J’ai retrouvé ce numéro du magazine goupillé à l’époque par mon confrère et aîné Honorat de Yédagne, ancien DG de Frat-Mat. L’homme à qui l’on doit la formule iconoclaste « ni neutre ni partisan ‘ qui a fait le succès éditorial et commercial du quotidien ivoirien de service public sous Laurent Gbagbo. J’ai rencontré le journaliste pour la première fois en amphi, à la fac de droit de Cocody, en 2003. J’étais en licence de droit public. Il avait été invité pour ce qu’on appellerait aujourd’hui un « meet and greet » par l’actuel doyen de la fac de droit de Cocody, le professeur Abraham Gadji alors étudiant en DEA. Le droit me laissait de marbre, le journalisme me donnait des frissons. Je lui avais posé une question lors des échanges : « le journalisme nourrit-il son homme en Afrique ? « . Dix ans après, à la faveur d’une interview avec lui à Abidjan, je lui avais rappelé l’anecdote. On en a rigolé puisque j’avais moi-même désormais la réponse à ma question.
Intellectuels et pouvoir. Vaste thématique qui pourrait faire l’objet d’une thèse et qu’on ne saurait épuiser dans un post prétendument savant. Le mot intellectuel lui-même pourrait faire l’objet d’un débat. Qui est intellectuel et qui ne l’est pas ? Le diplôme a une fonction de validation d’une présomption simple de connaissance et de compétence dans un domaine précis. On forme tellement de diplômés qui croient être sortis de la cuisse de Jupiter avec leur sésame académique alors qu’ils échouent à produire ce qu’on attend d’eux : une prise de position scientifique sur les problèmes de leur époque.
Les intellectuels ont-ils échoué dans l’exercice du pouvoir ? Mieux, a-t-on voulu les faire échouer ou ont-ils eux-mêmes saborder leur pouvoir ? Le numéro d’Afrique Compétence dresse le bilan du Sénégalais Wade, des Ivoiriens Gbagbo et Wodié et du Congolais Lissouba.
En août 2012, j’effectuais une pige pour une télévision panafricaine à Kinkala, à une soixantaine de kilomètres de Brazzaville, dans le cadre de la fête nationale congolaise.
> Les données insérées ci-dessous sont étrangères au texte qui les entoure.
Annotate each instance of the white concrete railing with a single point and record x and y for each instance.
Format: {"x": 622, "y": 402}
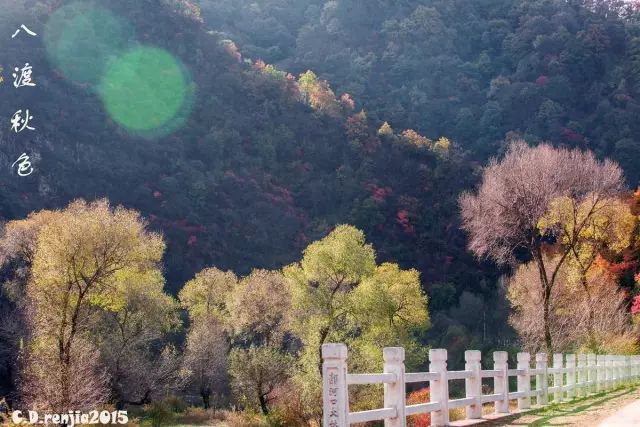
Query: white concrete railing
{"x": 591, "y": 374}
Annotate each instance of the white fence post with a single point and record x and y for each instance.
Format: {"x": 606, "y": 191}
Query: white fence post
{"x": 524, "y": 380}
{"x": 558, "y": 359}
{"x": 335, "y": 396}
{"x": 395, "y": 393}
{"x": 609, "y": 371}
{"x": 626, "y": 369}
{"x": 440, "y": 387}
{"x": 473, "y": 385}
{"x": 501, "y": 384}
{"x": 582, "y": 375}
{"x": 601, "y": 372}
{"x": 571, "y": 376}
{"x": 541, "y": 379}
{"x": 591, "y": 376}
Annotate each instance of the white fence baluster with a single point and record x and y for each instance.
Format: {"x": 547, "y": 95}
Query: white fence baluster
{"x": 524, "y": 380}
{"x": 558, "y": 377}
{"x": 571, "y": 376}
{"x": 609, "y": 370}
{"x": 591, "y": 373}
{"x": 582, "y": 375}
{"x": 501, "y": 383}
{"x": 440, "y": 387}
{"x": 395, "y": 393}
{"x": 542, "y": 384}
{"x": 473, "y": 385}
{"x": 335, "y": 395}
{"x": 601, "y": 373}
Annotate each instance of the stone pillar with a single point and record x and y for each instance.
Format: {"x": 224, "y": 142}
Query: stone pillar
{"x": 524, "y": 380}
{"x": 440, "y": 387}
{"x": 395, "y": 393}
{"x": 335, "y": 396}
{"x": 473, "y": 385}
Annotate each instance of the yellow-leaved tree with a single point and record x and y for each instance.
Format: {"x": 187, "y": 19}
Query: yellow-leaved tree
{"x": 339, "y": 294}
{"x": 88, "y": 261}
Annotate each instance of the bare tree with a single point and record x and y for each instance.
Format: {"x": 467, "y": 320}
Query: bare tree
{"x": 46, "y": 374}
{"x": 502, "y": 217}
{"x": 573, "y": 320}
{"x": 206, "y": 357}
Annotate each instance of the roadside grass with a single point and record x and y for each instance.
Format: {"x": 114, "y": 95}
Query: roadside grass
{"x": 551, "y": 414}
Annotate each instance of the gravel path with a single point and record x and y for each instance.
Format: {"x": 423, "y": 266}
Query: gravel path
{"x": 615, "y": 409}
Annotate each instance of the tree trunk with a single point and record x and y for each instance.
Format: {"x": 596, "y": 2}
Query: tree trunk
{"x": 323, "y": 336}
{"x": 546, "y": 300}
{"x": 263, "y": 404}
{"x": 591, "y": 320}
{"x": 206, "y": 398}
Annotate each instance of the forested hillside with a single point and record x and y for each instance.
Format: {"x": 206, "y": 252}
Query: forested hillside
{"x": 288, "y": 158}
{"x": 261, "y": 163}
{"x": 565, "y": 71}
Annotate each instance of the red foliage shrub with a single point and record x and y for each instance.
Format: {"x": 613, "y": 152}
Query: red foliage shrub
{"x": 414, "y": 398}
{"x": 635, "y": 306}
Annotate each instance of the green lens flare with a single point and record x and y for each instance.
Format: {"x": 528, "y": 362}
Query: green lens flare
{"x": 145, "y": 89}
{"x": 80, "y": 39}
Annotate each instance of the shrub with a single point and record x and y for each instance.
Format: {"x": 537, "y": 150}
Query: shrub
{"x": 416, "y": 397}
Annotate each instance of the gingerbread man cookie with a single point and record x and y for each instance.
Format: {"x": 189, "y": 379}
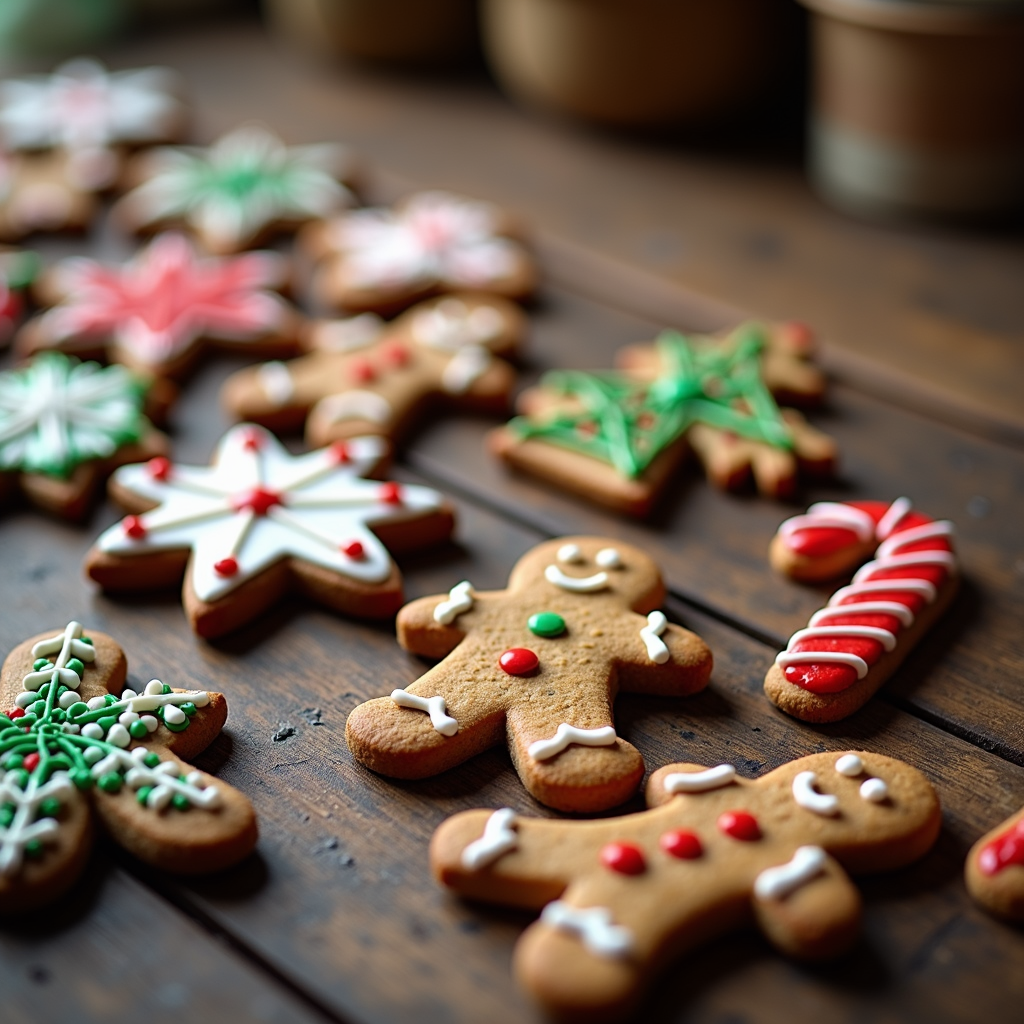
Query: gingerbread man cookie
{"x": 623, "y": 896}
{"x": 994, "y": 869}
{"x": 620, "y": 437}
{"x": 243, "y": 189}
{"x": 157, "y": 312}
{"x": 260, "y": 523}
{"x": 445, "y": 351}
{"x": 537, "y": 666}
{"x": 66, "y": 426}
{"x": 854, "y": 644}
{"x": 383, "y": 260}
{"x": 76, "y": 740}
Cette année-là, j’avais interviewé l’opposante Claudine Munari, ancienne directrice de cabinet de Pascal Lissouba. Les partisans de Sassou Nguesso ont toujours présenté Lissouba comme un « incompétent et ethnocentriste ». A la fin de la cérémonie, je m’étais rapproché de la tribune officielle. J’avais attendu que Madame Munari termine sa cigarette. Et quand elle a commencé à parler à mon micro, j’ai compris qu’elle était une femme de pouvoir qui avait du coffre et de la matière grise à revendre. On noircit toujours le tableau de l’adversaire qu’on veut noyer.
Que n’a-t-on pas dit du régime Gbagbo ? « Un régime de professeurs incapable même d’élaborer un simple budget ». La formule intelligente du « budget sécurisé » du ministre Paul Antoine Bohoun Bouabré dans un pays coupé en deux ( où le Burkina était devenu curieusement exportateur de cacao ) sous-tendue par une option préférentielle des ressources endogènes mobilisables avait conduit le pays au point d’achèvement de l’initiative PPTE.
Samedi dernier à Agboville, lors de la fête de son nouvel appareil politique, Laurent Gbagbo, en fin historien, est revenu sur un épisode tragique de l’Histoire de la Côte d’Ivoire : la nationalisation de deux banques françaises en pleine crise postélectorale quand les avoirs de la Côte d’Ivoire avaient été gelés à la BCEAO et qu’au terme d’une réunion aux contours flous à Bamako le gouverneur Tabley avait été contraint à la démission. Ironie du sort, douze ans plus tard, Bamako ne veut plus sentir la CEDEAO. Du haut de sa tribune en pays Abbey , Gbagbo prophétise même la fin programmée du CFA dans une décennie. « Plus personne n’a peur quand on parle du CFA », a-t-il martelé devant une foule acquise à son aura de tribun. Pourtant au cours de sa campagne du second tour de la présidentielle de 2010, il disait vouloir élargir le FCFA à la sphère anglophone au Liberia, à la Sierra leone… La suite, on la connait. La résolution 1975 du Conseil de sécurité en date du 30 mars 2011 a fait basculer le rapport de force dans la belligérance déjà ouverte.
Les intellectuels ont-ils échoué ou ont-ils sabordé eux-mêmes leur pouvoir? A chacun sa petite idée.